One of them is for just this purpose. When a user goes into their admin account and navigates to their rooms page where they are then able to edit existing rooms or add new rooms they show all the existing rooms as cards. If a room has not been fully completed the card photo is in greyscale to highlight attention to it.

This is accomplished by just putting a conditional onto the group that contains the content for displaying the rooms in a repeating group. If rooms status equals draft then show image in greyscale; or you could do any other type of “alert” to the fact that the room has not been completed.

This way the onerous of deleting partially completed rooms is on the hotel. And if after a period of time they have not completed the room ( ie: changed status to saved ) then the app would delete it for them.

This has huge benefits for adding this that have lots of different information or images as a user should ( if the UX is good ) be able to select either “save and continue” or “save and exit” at any stage during their process of adding a room. Especially when you may need to go into folders to locate images or descriptions for those rooms and don’t feel like going through the complete process in one go.

You could also just auto bind as it is faster and if they select cancel then just do a workflow to delete the entry.

By the way, I learned a lot from @NigelG on this topic and others and definitely credit him for allowing me to continue my journey on Bubble as he was the only community member “able to or willing to” answer my questions of how to perform sort and filter on search results. Thank you again Nigel, and glad to see you are more active on the forum as of late.


That’s a good point. You and @NigelG have prompted me to reconsider the approach I had planned to implement.

A recent hurdle I encountered was dealing with orphaned images/files that are uploaded as part of the form - be they user profile images or attachments, or whatever - as they consume valuable storage space. Things are pretty straightforward when the app logic is responding to explicit user actions - i.e. user clicks cancel, then delete files - but the possibility of abandoned pages or connection loss complicates things a bit.

I came up with this approach to deal with orphaned files based on some input from @JohnMark. I think it should work with or without auto-binding. Any input in that regard would also be appreciated.



I am not quite sure about how an orphaned file or image would not be assigned to a user or attached to anything if you have the set up done correctly. Just because a users computer crashes and has not hit “save” prior, doesn’t mean the file or image they just uploaded should be floating in your database not connected to a user or assigned to “anything” ( I believe you mean it is not saved as a data field in a data type, some specific data type being “anything” )

If you are using a auto bind it has to be assigned to a thing to auto bind to that thing. Also, my understanding is that anything uploaded or created by a user is automatically assigned to that user because all data types automatically have a “created by” and dates on the data type.

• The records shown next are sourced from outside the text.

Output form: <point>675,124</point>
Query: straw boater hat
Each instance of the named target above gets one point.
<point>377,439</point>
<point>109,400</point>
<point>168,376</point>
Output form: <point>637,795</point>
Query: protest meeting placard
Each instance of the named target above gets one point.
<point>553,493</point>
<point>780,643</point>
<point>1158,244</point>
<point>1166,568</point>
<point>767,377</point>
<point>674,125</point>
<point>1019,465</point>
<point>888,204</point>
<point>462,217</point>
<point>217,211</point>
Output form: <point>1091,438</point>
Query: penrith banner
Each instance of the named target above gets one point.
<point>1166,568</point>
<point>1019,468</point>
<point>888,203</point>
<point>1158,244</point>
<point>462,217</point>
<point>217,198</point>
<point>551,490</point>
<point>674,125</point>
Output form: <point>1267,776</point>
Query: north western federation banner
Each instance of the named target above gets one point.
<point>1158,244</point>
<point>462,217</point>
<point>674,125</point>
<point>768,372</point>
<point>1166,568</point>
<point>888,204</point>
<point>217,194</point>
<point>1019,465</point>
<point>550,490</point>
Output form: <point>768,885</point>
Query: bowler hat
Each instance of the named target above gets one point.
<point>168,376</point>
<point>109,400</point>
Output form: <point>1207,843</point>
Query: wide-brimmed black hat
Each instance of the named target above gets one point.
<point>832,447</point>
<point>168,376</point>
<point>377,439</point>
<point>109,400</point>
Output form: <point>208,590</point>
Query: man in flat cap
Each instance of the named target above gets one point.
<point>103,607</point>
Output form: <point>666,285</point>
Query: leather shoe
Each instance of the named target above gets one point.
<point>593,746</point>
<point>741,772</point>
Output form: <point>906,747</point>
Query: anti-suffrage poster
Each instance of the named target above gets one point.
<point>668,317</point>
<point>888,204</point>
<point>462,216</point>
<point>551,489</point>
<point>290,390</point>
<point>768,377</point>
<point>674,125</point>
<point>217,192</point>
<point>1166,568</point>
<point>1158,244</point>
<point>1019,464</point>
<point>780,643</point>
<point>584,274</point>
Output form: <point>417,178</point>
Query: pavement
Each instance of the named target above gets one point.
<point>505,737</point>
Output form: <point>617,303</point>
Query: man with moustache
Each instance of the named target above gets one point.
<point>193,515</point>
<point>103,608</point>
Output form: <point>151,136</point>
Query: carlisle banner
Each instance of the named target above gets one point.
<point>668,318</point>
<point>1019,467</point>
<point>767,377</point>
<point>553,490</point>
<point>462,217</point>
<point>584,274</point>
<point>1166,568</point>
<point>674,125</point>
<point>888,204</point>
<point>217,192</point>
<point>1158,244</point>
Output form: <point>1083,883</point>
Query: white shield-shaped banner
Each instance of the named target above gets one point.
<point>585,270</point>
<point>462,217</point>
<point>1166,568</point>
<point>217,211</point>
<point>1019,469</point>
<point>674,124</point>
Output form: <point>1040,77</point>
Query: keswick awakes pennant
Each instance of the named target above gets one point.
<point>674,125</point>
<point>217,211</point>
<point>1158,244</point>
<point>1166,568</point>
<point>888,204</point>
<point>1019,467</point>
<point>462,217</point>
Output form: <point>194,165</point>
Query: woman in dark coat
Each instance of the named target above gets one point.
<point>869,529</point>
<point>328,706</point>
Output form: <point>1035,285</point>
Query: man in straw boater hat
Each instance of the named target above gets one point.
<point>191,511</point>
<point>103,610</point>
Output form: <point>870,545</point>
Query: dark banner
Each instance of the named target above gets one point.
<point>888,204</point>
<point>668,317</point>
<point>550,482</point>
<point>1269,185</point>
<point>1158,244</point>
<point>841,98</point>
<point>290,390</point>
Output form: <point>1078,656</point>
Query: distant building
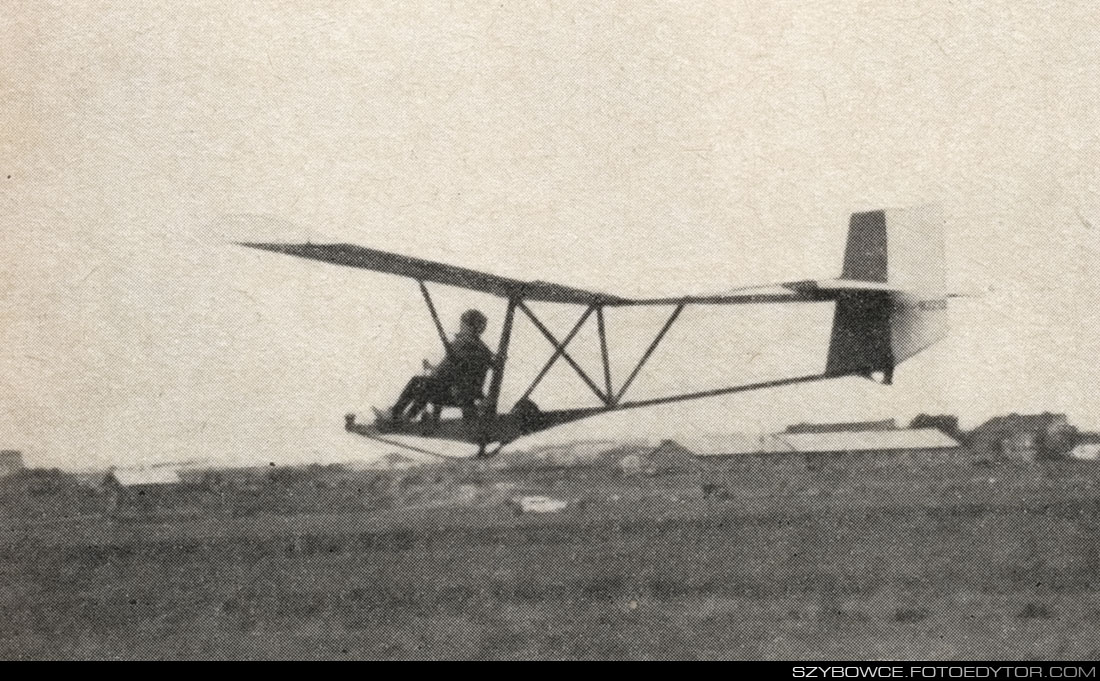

I’ve read on the forum before that bubble tracks a user by using cookies, so even if a user is not signed in as a registered user, you can still track that users activity…I use this for age verification across an app.

Now, if the real issue is how do you let a user change their profile image, then decide they don’t want to change that profile image and “discard” or “cancel” changes

You should look into using custom states for “storing” the data on the page during the open session. My first thought is to on page load, load a set of custom states the user would be able to edit with their existing data loaded in the data base ( ie: current profile image )…then when they have decided to edit the image ( assuming a button press, but not needed…could just enable them to click it to edit it. workflows and creative thinking should do the trick for that ) the edited ( ie: new profile photo ) will be stored on the page in another custom state.

Then when the user presses the “save” button the custom state new photo will be used in a workflow to change the “thing” and profile image equals custom states new profile image.

So if abandoned, the custom state is deleted ( automatic ) and the pre-existing profile image remains as was.

You could do this for each and every data entry they user could edit…I assume, and have not tested this.